CPU video decoding test, Re: [maemo-developers] gstreamer launcher (proper video sink?)

2006-05-13 Thread Frantisek Dufka

David D. Hagood wrote:


In short, clock per clock, I suspect the DSP can do more video work than 
the ARM can.


Now, you *could* make the argument that if the workload of decoding 
video could somehow be split between the 2 processor cores there might 
be some benefit - maybe leave the video scaling to the ARM but let the 
video coding be done by the DSP core. However, the real limiting factor 
may not even be MIPS, but rather bandwidth 

snip

Remember what step 0 of optimization is: MEASURE IT FIRST!

Until somebody can actually measure where all the time is going, making 
pronouncements like It's slow because of X - I just know it are the 
root of all evil - you spend a great deal of time tweaking that one 
thing only to find out that it was only 1% of the time to begin with.


Hello again,

I tried to compile current CVS version of ffmpeg 
http://www1.mplayerhq.hu/cgi-bin/cvsweb.cgi/?cvsroot=FFMpeg to stop 
producing pure theories and see how video really plays on OMAP 1710 CPU 
in N770. ffmpeg compiles fine in scratchbox with few configuration 
tweaks and includes also simple SDL based player called ffplay. There 
are some optimizations in libavcodec for arm4vl architecture in arm asm. 
When these are enabled video playback in ffplay is very good.


When converting video for Tungsten T2 (OMAP 1510) and TCPMP player I 
usually use something like this:


mencoder.exe %NAME%.avi  -audio-preload 0.8 -delay 0.1  -af volnorm 
-srate 44100 -oac mp3lame -lameopts mode=2:cbr:br=128  -noodml  -vf 
scale=320:240 -sws 9 -ovc lavc -lavcopts 
vcodec=mpeg4:vhq:vmax_b_frames=0:vbitrate=304 -ffourcc DIVX -o 
%NAME%_palm.avi


Such videos plays adequately in 25fps on T2. In some scenes frames are 
skipped but generally the playback is good.
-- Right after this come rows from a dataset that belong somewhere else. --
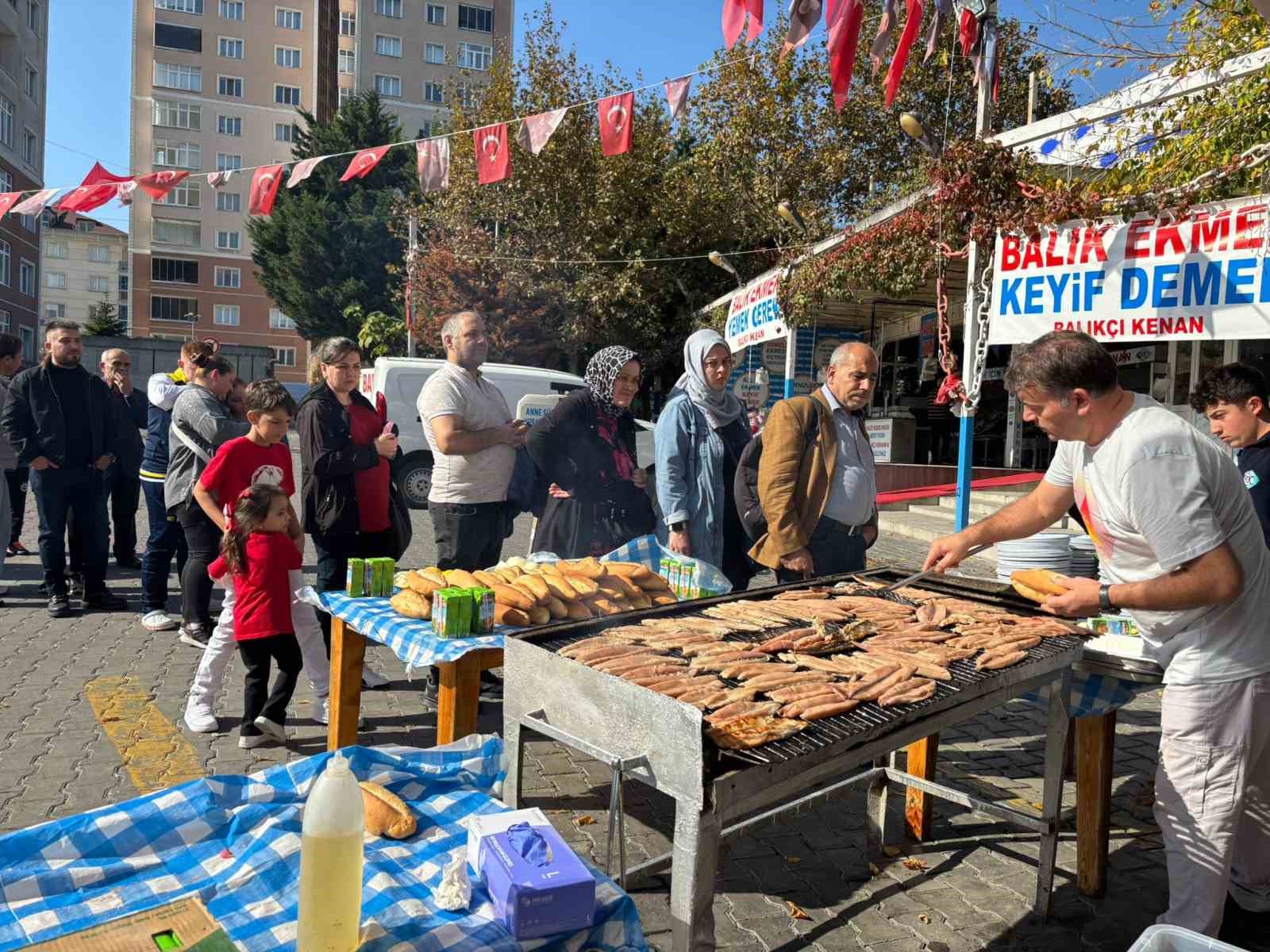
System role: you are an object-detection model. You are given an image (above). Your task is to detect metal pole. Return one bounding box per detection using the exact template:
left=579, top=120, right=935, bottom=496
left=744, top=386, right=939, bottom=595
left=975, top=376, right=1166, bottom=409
left=956, top=0, right=1001, bottom=532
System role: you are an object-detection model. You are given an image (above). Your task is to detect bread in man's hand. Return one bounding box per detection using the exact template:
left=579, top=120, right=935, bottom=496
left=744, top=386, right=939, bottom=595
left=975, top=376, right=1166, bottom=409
left=1010, top=569, right=1067, bottom=605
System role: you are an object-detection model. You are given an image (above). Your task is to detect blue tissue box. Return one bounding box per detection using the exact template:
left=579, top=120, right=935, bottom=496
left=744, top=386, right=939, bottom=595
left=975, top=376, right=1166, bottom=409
left=478, top=825, right=595, bottom=939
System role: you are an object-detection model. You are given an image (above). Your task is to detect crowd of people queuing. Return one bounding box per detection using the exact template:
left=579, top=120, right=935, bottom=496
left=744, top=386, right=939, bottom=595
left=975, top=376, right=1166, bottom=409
left=0, top=317, right=1270, bottom=935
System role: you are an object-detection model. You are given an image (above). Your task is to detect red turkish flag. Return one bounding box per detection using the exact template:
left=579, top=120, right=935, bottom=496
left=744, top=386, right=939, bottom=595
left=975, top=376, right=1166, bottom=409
left=246, top=165, right=282, bottom=216
left=598, top=93, right=635, bottom=155
left=472, top=122, right=512, bottom=186
left=137, top=169, right=189, bottom=202
left=339, top=146, right=392, bottom=182
left=55, top=163, right=132, bottom=212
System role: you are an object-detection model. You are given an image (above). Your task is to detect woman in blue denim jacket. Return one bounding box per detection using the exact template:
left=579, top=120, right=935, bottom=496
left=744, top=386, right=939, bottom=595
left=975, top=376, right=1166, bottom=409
left=656, top=330, right=754, bottom=592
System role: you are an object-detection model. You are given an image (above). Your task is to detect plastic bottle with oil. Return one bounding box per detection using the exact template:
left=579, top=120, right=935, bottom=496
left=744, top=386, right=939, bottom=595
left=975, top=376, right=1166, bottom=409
left=296, top=751, right=366, bottom=952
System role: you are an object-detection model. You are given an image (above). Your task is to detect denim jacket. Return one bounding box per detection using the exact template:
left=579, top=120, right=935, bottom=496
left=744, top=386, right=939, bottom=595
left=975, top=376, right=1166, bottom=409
left=652, top=390, right=726, bottom=566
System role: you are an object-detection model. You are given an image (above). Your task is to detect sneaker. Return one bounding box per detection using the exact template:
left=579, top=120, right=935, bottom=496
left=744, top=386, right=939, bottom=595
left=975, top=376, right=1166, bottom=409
left=141, top=608, right=180, bottom=631
left=186, top=704, right=221, bottom=734
left=256, top=715, right=291, bottom=744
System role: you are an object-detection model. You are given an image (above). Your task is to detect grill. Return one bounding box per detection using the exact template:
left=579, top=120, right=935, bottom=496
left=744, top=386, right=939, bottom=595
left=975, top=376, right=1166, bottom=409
left=503, top=570, right=1081, bottom=950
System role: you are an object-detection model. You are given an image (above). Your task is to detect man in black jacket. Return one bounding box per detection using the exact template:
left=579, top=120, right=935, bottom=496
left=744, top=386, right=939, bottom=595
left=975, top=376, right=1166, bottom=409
left=0, top=321, right=127, bottom=618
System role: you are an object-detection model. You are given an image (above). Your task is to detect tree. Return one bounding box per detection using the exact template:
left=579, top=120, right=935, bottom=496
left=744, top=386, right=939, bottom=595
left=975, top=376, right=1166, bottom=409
left=248, top=91, right=417, bottom=340
left=84, top=297, right=129, bottom=338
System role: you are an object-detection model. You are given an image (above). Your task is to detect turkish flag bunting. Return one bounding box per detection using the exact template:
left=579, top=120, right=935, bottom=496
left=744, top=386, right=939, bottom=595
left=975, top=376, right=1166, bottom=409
left=339, top=146, right=392, bottom=182
left=829, top=0, right=865, bottom=113
left=414, top=138, right=449, bottom=194
left=665, top=76, right=692, bottom=119
left=137, top=169, right=189, bottom=202
left=246, top=165, right=282, bottom=216
left=598, top=93, right=635, bottom=155
left=472, top=122, right=512, bottom=186
left=287, top=155, right=326, bottom=188
left=56, top=163, right=132, bottom=212
left=887, top=0, right=922, bottom=109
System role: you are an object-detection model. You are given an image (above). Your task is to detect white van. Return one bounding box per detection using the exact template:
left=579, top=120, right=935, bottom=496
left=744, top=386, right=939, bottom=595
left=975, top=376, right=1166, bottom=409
left=360, top=357, right=586, bottom=509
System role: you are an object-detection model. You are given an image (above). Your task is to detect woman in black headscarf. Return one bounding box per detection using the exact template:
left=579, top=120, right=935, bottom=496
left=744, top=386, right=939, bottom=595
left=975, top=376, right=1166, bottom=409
left=525, top=347, right=656, bottom=559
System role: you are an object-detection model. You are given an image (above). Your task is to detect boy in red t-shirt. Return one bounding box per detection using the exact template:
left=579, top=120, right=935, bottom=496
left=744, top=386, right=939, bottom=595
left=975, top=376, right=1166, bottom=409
left=186, top=379, right=330, bottom=734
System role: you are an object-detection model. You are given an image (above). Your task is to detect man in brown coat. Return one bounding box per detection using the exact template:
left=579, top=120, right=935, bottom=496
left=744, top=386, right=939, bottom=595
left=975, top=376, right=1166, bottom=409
left=749, top=343, right=878, bottom=582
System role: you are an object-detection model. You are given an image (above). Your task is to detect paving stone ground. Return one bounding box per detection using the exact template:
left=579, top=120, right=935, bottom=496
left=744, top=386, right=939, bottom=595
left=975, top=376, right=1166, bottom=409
left=0, top=459, right=1270, bottom=952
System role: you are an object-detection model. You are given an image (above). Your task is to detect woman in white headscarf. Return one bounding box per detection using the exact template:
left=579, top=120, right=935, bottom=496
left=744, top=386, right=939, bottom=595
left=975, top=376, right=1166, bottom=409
left=656, top=330, right=754, bottom=592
I used same files on N770 and while they also play acceptably in N770 
video player it is a bit worse than on T2 and in more complex scenes the 
video player hangs randomly. When this happens video is unplayable for 
some time (10-20 seconds?) until the DSP is automatically restarted.


When I tried same videos with ffplay it plays fine when the audio is 
turned off (ffplay -an video.avi). Looks like the ffmpeg libavcodec mp3 
implementation is not optimized for arm (uses floats?). Video plays by 
default scaled to 640x480 and  even in this resolution playback is 
fluent. CPU utilization is between 50-100% mostly around 75% (just a 
guess from load plugin applet). When using 320x240 'ffplay -an -x 320 -y 
240 video.avi'  (which is what the default N770 video player does as it 
uses HW pixel doubling) it is even better. In this resolution CPU is 
rarely at 100%, mostly at 50-75%.


You can download ffplay binary compiled for N770 from 
http://fanoush.webpark.cz/maemo/ffplay.gz for a quick test with your 
videos. If you get access denied paste the url directly into URL bar, 
webpark.cz free hosting doesn't like direct links to binaries (=foreign 
HTTP referer field). Or just checkout ffmpeg from CVS and compile yourself.


Of course this is just proof of concept as audio is not usable but it 
proves the CPU is fast enough to decode mp4 video better (=faster, more 
stable) than current DSP implementation. Further it also proves that the 
'bandwidth problem' is not so bad. Even in 640x480 blitting to video 
memory seems to be good enough.


Maybe there is also some room for further optimizations. The ffmpeg code 
doesn't use edsp instructions available in armv5te (maybe they are not 
so useful in reality?) and it is also not the fastest implementation 
even for armv4. The TCPMP player uses different and faster mp4 decoder. 
It includes optional ffmpeg plugin but only as a slower but more 
compatible implementation. Also I'm not sure how optimized is SDL code 
on N770. From the kernel framebuffer source 
(drivers/video/omap/hwa742.c) it looks like the display supports YUV 
surfaces directly but maybe ffplay and SDL uses RGB so there is one or 
two extra YUV-RGB conversion steps.


Frantisek

___
maemo-developers mailing list
maemo-developers@maemo.org
https://maemo.org/mailman/listinfo/maemo-developers


Re: [maemo-developers] gstreamer launcher (proper video sink?)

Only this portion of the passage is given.